The sectors benefiting the most from this growth, and recording the most FDI, were telecommunications and non-metallic minerals. Telecoms, which made up 40% of the investments, and non-metallic minerals have traditionally been the most robust Mexican FDI sectors. The food and beverage sector, which made up 10% of FDI, has also been a popular sector in the past.
The picture was not entirely rosy, however. The global crisis especially hurt Mexico's construction sector, which caused building materials company Cemex to sell some of its production plants in Austria and the US. Worsening conditions then caused the firm to sell another unit, its subsidiary in Australia, to the Holcim Group.

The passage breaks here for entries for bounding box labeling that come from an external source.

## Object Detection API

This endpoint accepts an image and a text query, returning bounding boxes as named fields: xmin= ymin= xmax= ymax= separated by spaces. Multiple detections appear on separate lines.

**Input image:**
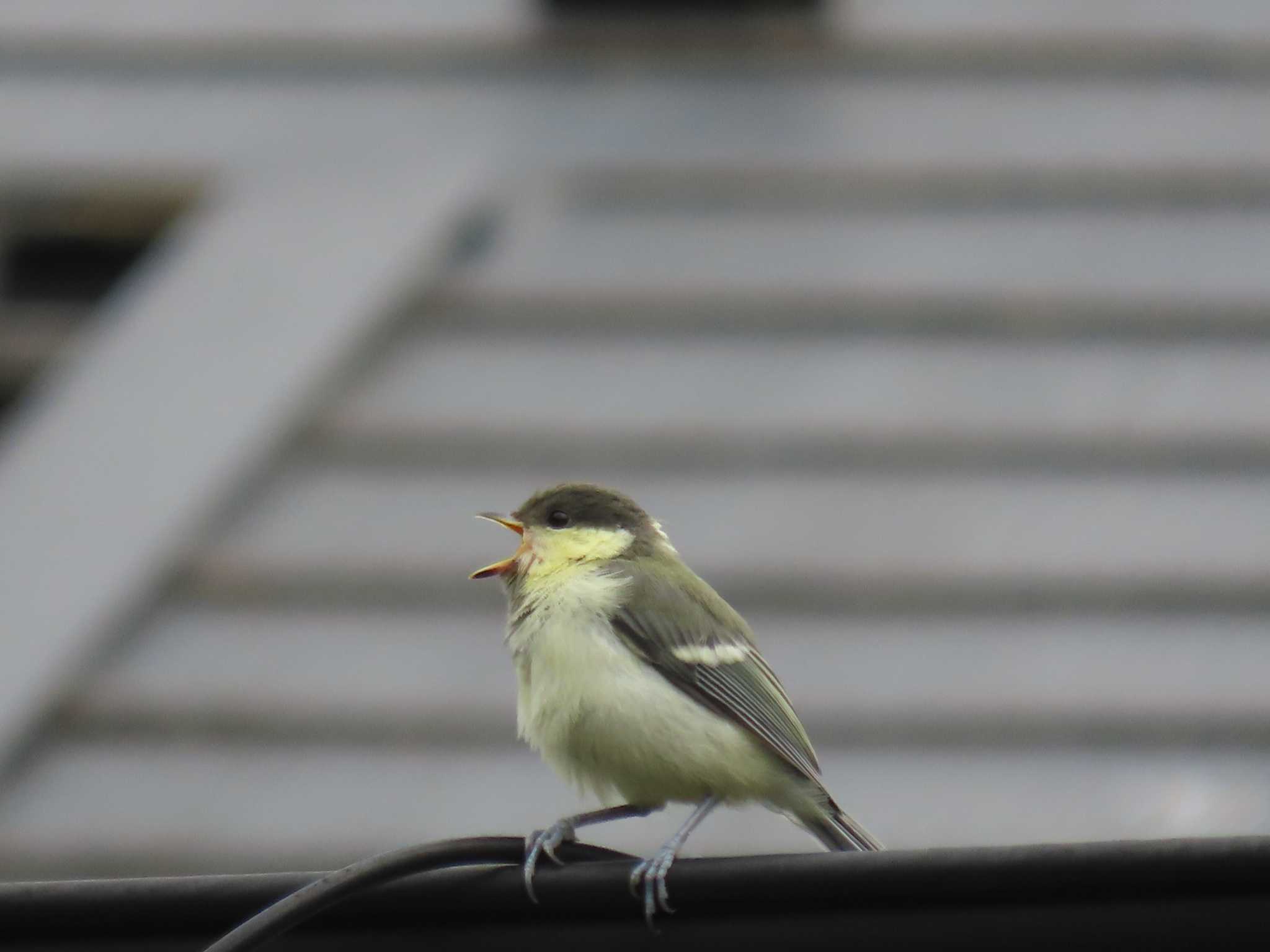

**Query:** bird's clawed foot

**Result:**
xmin=630 ymin=843 xmax=678 ymax=932
xmin=525 ymin=820 xmax=578 ymax=902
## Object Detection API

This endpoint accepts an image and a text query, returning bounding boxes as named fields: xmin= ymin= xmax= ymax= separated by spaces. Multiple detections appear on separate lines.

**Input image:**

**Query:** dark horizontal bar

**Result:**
xmin=0 ymin=837 xmax=1270 ymax=951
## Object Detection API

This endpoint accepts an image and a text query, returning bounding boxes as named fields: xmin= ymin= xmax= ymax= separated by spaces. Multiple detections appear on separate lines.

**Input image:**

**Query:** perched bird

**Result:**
xmin=471 ymin=482 xmax=882 ymax=924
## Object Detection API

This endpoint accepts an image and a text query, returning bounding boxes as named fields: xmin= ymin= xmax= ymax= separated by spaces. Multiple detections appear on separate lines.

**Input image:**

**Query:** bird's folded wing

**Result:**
xmin=612 ymin=560 xmax=820 ymax=783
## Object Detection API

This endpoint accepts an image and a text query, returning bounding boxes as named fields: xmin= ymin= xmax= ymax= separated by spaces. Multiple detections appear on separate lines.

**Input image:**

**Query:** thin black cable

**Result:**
xmin=206 ymin=837 xmax=635 ymax=952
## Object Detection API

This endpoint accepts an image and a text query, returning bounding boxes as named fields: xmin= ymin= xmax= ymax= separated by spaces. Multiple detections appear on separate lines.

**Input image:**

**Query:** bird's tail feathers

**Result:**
xmin=800 ymin=800 xmax=885 ymax=853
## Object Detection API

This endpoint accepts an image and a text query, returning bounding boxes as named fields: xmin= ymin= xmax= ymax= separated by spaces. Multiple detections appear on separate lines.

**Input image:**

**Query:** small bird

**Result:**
xmin=471 ymin=482 xmax=882 ymax=925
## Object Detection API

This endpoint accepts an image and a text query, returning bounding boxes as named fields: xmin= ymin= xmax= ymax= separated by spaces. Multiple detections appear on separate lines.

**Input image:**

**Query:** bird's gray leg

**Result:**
xmin=525 ymin=803 xmax=660 ymax=902
xmin=631 ymin=797 xmax=719 ymax=932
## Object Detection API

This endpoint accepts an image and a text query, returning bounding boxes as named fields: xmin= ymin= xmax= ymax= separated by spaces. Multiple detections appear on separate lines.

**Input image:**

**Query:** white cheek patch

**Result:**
xmin=653 ymin=519 xmax=680 ymax=553
xmin=670 ymin=645 xmax=749 ymax=668
xmin=531 ymin=528 xmax=635 ymax=567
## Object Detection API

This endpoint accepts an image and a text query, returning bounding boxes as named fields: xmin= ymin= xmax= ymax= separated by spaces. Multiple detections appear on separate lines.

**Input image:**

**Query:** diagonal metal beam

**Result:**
xmin=0 ymin=161 xmax=487 ymax=764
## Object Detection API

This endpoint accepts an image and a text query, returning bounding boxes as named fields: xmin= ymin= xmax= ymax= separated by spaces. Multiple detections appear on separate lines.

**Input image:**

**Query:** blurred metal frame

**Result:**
xmin=0 ymin=166 xmax=482 ymax=764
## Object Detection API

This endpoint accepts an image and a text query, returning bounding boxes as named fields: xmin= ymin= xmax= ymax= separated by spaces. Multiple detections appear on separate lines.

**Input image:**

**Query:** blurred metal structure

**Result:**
xmin=0 ymin=0 xmax=1270 ymax=878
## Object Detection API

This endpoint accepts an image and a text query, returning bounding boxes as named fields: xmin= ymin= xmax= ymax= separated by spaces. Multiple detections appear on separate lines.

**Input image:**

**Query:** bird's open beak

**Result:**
xmin=468 ymin=513 xmax=527 ymax=579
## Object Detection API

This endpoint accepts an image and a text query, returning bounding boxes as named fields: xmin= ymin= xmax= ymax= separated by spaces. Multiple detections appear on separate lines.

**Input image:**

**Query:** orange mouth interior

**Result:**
xmin=468 ymin=513 xmax=530 ymax=579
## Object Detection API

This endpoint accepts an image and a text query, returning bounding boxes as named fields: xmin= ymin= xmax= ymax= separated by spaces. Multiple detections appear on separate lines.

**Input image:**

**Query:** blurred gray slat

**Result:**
xmin=470 ymin=209 xmax=1270 ymax=306
xmin=198 ymin=465 xmax=1270 ymax=594
xmin=71 ymin=606 xmax=1270 ymax=746
xmin=325 ymin=337 xmax=1270 ymax=462
xmin=0 ymin=743 xmax=1270 ymax=875
xmin=0 ymin=79 xmax=1270 ymax=177
xmin=837 ymin=0 xmax=1270 ymax=46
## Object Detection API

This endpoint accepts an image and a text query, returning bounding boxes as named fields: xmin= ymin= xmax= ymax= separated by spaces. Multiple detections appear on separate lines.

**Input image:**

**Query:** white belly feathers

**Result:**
xmin=508 ymin=567 xmax=789 ymax=806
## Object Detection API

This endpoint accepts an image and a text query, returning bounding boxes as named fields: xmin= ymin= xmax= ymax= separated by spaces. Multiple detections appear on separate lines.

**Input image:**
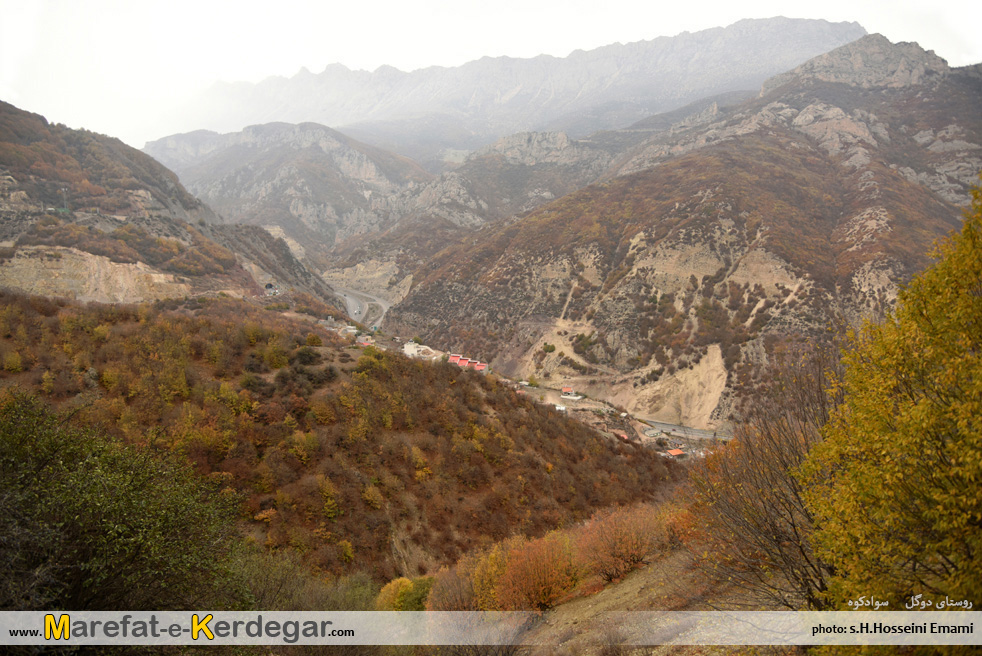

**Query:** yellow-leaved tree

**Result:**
xmin=802 ymin=181 xmax=982 ymax=610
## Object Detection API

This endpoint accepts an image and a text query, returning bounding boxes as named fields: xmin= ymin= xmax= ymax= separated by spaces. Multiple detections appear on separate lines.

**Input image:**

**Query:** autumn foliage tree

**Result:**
xmin=804 ymin=182 xmax=982 ymax=609
xmin=691 ymin=341 xmax=840 ymax=610
xmin=577 ymin=504 xmax=667 ymax=582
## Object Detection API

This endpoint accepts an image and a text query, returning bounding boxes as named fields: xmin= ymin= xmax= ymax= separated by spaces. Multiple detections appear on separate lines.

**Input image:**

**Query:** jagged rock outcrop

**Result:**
xmin=156 ymin=17 xmax=866 ymax=167
xmin=0 ymin=104 xmax=342 ymax=302
xmin=761 ymin=34 xmax=949 ymax=96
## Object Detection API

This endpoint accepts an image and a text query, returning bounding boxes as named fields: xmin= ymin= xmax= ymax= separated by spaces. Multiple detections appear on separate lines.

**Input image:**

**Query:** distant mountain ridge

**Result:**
xmin=384 ymin=35 xmax=982 ymax=427
xmin=160 ymin=17 xmax=866 ymax=166
xmin=0 ymin=103 xmax=334 ymax=302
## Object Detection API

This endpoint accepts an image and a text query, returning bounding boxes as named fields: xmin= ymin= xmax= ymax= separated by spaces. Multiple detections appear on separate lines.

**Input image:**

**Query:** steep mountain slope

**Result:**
xmin=0 ymin=290 xmax=671 ymax=581
xmin=158 ymin=18 xmax=866 ymax=167
xmin=387 ymin=35 xmax=982 ymax=426
xmin=146 ymin=123 xmax=613 ymax=291
xmin=0 ymin=103 xmax=333 ymax=302
xmin=146 ymin=123 xmax=433 ymax=268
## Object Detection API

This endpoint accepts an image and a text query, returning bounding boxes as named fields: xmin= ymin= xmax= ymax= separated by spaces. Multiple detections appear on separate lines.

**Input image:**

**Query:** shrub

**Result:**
xmin=578 ymin=505 xmax=666 ymax=582
xmin=497 ymin=532 xmax=580 ymax=610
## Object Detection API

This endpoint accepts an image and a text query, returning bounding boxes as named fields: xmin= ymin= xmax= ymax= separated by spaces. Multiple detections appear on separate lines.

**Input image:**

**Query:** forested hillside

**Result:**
xmin=0 ymin=293 xmax=670 ymax=579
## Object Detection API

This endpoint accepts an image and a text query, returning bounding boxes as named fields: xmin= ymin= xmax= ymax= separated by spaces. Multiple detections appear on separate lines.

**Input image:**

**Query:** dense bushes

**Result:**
xmin=418 ymin=504 xmax=678 ymax=610
xmin=0 ymin=395 xmax=248 ymax=610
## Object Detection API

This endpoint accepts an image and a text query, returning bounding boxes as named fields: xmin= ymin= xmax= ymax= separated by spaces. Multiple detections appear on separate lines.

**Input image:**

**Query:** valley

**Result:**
xmin=0 ymin=18 xmax=982 ymax=655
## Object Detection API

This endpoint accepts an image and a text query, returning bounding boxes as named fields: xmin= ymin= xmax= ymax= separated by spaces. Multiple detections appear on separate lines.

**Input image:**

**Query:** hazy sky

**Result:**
xmin=0 ymin=0 xmax=982 ymax=147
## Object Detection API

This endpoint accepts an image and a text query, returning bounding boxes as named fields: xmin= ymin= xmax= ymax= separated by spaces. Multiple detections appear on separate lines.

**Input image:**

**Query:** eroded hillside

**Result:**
xmin=387 ymin=35 xmax=982 ymax=427
xmin=0 ymin=294 xmax=670 ymax=580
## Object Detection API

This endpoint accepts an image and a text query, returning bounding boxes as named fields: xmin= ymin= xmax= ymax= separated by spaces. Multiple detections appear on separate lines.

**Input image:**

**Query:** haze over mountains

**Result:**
xmin=154 ymin=18 xmax=866 ymax=170
xmin=148 ymin=29 xmax=982 ymax=426
xmin=3 ymin=19 xmax=982 ymax=427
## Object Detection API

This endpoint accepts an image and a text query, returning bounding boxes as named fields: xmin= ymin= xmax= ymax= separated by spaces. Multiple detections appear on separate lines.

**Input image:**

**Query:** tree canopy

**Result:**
xmin=803 ymin=182 xmax=982 ymax=610
xmin=0 ymin=395 xmax=248 ymax=610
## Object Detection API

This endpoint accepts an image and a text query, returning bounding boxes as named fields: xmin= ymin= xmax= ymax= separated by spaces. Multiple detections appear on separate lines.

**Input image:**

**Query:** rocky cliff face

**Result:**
xmin=761 ymin=34 xmax=949 ymax=95
xmin=146 ymin=123 xmax=433 ymax=268
xmin=386 ymin=37 xmax=982 ymax=427
xmin=156 ymin=18 xmax=865 ymax=166
xmin=0 ymin=104 xmax=333 ymax=302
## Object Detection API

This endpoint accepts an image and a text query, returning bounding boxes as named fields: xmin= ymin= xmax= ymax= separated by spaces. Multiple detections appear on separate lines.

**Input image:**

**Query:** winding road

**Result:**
xmin=334 ymin=287 xmax=392 ymax=327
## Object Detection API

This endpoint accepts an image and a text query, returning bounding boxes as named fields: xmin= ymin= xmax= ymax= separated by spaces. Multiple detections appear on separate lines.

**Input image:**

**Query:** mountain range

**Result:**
xmin=156 ymin=17 xmax=866 ymax=171
xmin=0 ymin=103 xmax=335 ymax=303
xmin=4 ymin=24 xmax=982 ymax=428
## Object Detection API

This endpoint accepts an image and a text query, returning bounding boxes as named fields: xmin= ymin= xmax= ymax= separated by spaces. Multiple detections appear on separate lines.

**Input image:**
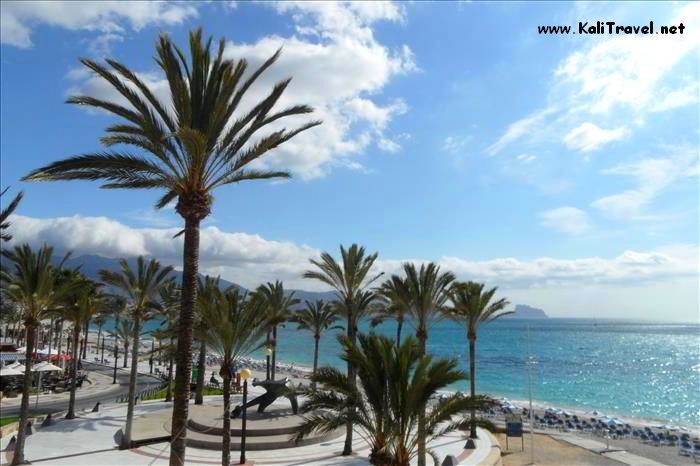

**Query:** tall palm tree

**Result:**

There were also mixed signals on job creation by Mexican firms. While the total employment figures of the country's top 20 companies fell by 13% in 2009, their foreign employment grew by 15%. Food company Grupo Bimbo was the country's top foreign employer, with 40,000 jobs overseas. It is also the largest Mexican employer in the US.
Overall, the report was positive on Mexico’s future prospects for FDI, but did criticise the government for what it saw as insufficient effort.
It said: “While the government has made serious efforts to develop policies designed to attract and promote inward investment in Mexico, it has made few such efforts to promote outward investment by Mexican companies.
“Since 1986, the Mexican government has focused its efforts on promoting exports, with the result that its economic strategy has leaned toward negotiating instruments such as the Nafta [North American Free-Trade Agreement]. The priority has been foreign trade, not investment abroad.”